Países europeus estão vendo uma proporção maior de novos casos entre os jovens, alerta órgão de saúde.

O diretor regional da Europa para a Organização Mundial da Saúde (OMS), Hans Kluge, afirmou que o aumento de infecções entre jovens pode estar provocando picos recentes de casos em todo o continente.

Ele disse ao programa Today da Rádio 4 da BBC que as autoridades precisavam se comunicar melhor com os mais jovens.

“Um número crescente de países está passando por surtos localizados e um ressurgimento de casos. O que sabemos é que isso é uma consequência da mudança no comportamento humano”

, disse ele.

“Estamos recebendo relatórios de várias autoridades de saúde sobre uma proporção maior de novas infecções entre jovens. Então, para mim, é o suficiente para repensarmos a melhor maneira de envolver os jovens.”
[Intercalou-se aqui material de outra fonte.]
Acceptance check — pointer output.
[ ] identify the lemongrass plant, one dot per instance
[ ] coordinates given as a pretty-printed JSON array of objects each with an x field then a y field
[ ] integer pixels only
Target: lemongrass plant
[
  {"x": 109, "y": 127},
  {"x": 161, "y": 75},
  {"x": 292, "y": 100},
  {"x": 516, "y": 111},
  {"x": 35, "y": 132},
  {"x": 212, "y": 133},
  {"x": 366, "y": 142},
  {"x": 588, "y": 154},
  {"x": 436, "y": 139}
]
Kluge disse que, como pai de duas filhas, entende que os jovens “não queiram perder o verão”.

Mas ele acrescentou: “Eles têm uma responsabilidade em relação a si mesmos, a seus pais, avós e comunidades. E agora sabemos como adotar comportamentos bons e saudáveis, então vamos aproveitar ess conhecimento”.

Semanas após os bloqueios começarem a ser amenizados em todo o continente europeu, os casos de novas infecções começam a aumentar em algumas áreas. Por isso, governos começaram a pedir mais cautela, além de adotar novas medidas para conter a disseminação do vírus.


Na terça-feira, o Senado italiano votou pela extensão do estado de emergência. O primeiro-ministro, Giuseppe Conte, disse que as infecções estão aumentando em países vizinhos — incluindo França, Espanha e Bálcãs — e pediu uma vigilância extra para impedir que o vírus volte.

O chefe da agência de saúde pública da Alemanha também disse que está “muito preocupado” com o aumento de infecções. Lothar Wieler, chefe do Instituto Robert Koch (RKI), disse a repórteres na terça-feira que os alemães haviam se tornado “negligentes” e pediu às pessoas que usassem máscaras faciais e respeitassem as regras sociais de distanciamento e higiene.

A Alemanha resistiu bem ao surto inicial, mas, na semana passada, registrou 3.611 novas infecções.